Il y a certains de vos confrères qui disent que c’est certes vrai que le pourcentage a été revu à la hausse, mais les 20 % sur le plan financier représente plus. L’enveloppe est plus conséquente que les 80%. Car, les étrangers ont les livres de maths, français, anglais. Des livres dont les parents ne peuvent se passer. Etes-vous de cet avis ?

Dans la liste officielle, si vous parcourez de la Sil au cours moyen 2 vous allez voir qui est qui dans les cursus scolaires. À dire comme ça d’emblée que les éditeurs du Nord, ou alors les éditeurs étrangers ont le contrôle, je ne pense pas. Pour la rentrée qui vient de s’écouler, les livres de mathématiques appartiennent certes aux étrangers.
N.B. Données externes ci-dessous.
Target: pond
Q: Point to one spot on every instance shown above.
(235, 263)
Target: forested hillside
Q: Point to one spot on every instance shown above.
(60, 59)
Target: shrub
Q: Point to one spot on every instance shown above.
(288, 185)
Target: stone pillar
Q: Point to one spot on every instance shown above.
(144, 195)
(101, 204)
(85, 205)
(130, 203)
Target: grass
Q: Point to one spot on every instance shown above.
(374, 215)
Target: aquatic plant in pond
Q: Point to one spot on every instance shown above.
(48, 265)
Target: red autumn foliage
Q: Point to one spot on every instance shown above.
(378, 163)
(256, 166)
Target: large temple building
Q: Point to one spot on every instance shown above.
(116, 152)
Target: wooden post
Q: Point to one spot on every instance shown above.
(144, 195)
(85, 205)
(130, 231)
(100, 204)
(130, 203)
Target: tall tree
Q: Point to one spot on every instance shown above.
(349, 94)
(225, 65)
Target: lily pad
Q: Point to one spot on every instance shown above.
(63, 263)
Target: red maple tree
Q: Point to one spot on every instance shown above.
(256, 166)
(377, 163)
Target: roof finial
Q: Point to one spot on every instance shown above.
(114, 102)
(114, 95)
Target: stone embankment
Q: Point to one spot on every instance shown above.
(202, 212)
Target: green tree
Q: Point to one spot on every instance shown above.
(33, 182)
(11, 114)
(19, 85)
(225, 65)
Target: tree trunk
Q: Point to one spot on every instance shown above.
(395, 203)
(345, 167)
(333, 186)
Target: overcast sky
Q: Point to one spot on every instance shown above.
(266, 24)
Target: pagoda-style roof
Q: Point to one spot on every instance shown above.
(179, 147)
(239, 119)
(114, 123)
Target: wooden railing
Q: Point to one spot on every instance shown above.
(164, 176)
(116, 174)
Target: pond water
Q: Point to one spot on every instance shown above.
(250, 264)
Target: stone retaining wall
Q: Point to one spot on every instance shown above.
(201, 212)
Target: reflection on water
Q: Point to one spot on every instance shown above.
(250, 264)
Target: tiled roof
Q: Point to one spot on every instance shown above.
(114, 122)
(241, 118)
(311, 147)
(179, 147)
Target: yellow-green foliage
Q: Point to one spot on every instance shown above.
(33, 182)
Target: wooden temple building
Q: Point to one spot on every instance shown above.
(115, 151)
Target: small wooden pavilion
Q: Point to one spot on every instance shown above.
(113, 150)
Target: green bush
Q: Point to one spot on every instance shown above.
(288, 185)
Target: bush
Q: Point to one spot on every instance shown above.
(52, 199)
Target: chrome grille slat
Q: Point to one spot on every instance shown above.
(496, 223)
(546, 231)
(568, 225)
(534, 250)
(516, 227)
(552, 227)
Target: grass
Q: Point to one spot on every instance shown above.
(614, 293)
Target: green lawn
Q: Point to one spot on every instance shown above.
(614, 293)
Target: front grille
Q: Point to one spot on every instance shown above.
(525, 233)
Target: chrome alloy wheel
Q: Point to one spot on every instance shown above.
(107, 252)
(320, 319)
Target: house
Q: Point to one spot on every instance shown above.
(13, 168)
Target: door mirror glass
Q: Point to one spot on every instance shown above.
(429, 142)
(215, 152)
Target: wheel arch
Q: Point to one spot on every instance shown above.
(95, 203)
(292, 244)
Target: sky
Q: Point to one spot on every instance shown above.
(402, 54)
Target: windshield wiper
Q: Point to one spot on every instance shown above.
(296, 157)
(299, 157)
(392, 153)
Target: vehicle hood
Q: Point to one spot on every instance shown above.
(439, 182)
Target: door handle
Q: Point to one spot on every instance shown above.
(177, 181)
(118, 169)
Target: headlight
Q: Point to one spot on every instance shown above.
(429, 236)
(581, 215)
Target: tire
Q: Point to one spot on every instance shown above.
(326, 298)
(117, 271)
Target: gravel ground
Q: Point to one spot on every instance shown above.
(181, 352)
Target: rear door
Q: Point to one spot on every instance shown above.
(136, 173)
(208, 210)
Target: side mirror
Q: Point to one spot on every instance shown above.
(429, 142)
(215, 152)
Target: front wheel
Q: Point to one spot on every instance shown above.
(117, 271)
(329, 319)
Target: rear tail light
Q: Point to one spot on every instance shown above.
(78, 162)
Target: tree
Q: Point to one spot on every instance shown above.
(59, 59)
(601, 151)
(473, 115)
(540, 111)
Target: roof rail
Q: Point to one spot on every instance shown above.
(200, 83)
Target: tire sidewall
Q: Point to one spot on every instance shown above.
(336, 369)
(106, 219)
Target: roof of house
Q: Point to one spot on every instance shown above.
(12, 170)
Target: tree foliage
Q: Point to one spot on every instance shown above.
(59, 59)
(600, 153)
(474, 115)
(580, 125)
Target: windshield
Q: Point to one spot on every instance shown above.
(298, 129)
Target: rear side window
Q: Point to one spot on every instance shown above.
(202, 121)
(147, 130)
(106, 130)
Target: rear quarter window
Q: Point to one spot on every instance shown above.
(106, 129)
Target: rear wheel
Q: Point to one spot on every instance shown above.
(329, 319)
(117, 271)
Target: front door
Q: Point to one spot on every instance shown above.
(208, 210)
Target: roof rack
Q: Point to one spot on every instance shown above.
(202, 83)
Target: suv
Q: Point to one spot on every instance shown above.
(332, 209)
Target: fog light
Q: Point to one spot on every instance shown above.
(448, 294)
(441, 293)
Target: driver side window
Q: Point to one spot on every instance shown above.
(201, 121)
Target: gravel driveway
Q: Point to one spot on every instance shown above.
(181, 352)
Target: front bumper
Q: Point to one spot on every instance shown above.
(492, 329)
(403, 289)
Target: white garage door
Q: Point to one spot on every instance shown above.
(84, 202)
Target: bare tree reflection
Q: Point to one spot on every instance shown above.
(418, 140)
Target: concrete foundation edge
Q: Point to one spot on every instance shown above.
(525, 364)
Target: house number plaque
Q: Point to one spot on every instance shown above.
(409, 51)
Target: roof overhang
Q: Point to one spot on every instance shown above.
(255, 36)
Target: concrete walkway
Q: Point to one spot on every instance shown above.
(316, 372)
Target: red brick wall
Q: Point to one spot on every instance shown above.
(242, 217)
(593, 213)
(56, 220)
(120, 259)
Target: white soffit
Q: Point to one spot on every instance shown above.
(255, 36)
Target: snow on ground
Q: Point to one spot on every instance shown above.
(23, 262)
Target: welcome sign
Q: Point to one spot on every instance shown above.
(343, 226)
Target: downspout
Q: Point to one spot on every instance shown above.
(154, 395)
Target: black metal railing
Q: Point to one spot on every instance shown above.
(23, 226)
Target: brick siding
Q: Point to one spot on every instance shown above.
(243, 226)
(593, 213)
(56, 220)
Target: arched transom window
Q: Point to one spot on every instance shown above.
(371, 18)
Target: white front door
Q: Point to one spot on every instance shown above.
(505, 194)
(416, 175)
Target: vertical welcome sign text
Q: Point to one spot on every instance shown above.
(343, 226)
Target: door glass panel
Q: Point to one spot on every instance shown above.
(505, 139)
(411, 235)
C’était « Major » qui avait le livre de français au Cours Moyen 1, au Cours Elémentaire 2, Cours Moyen 2 et il avait aussi le livre Cambridge qui étaient des livres pour le primaire. Si on fait un calcul, une comptabilité analytique qui prenne en compte tous les différents titres, on ne peut pas parler de 80, 20. On va peut-être parler de 50-50 ou de 50-45, en faveur des éditeurs camerounais.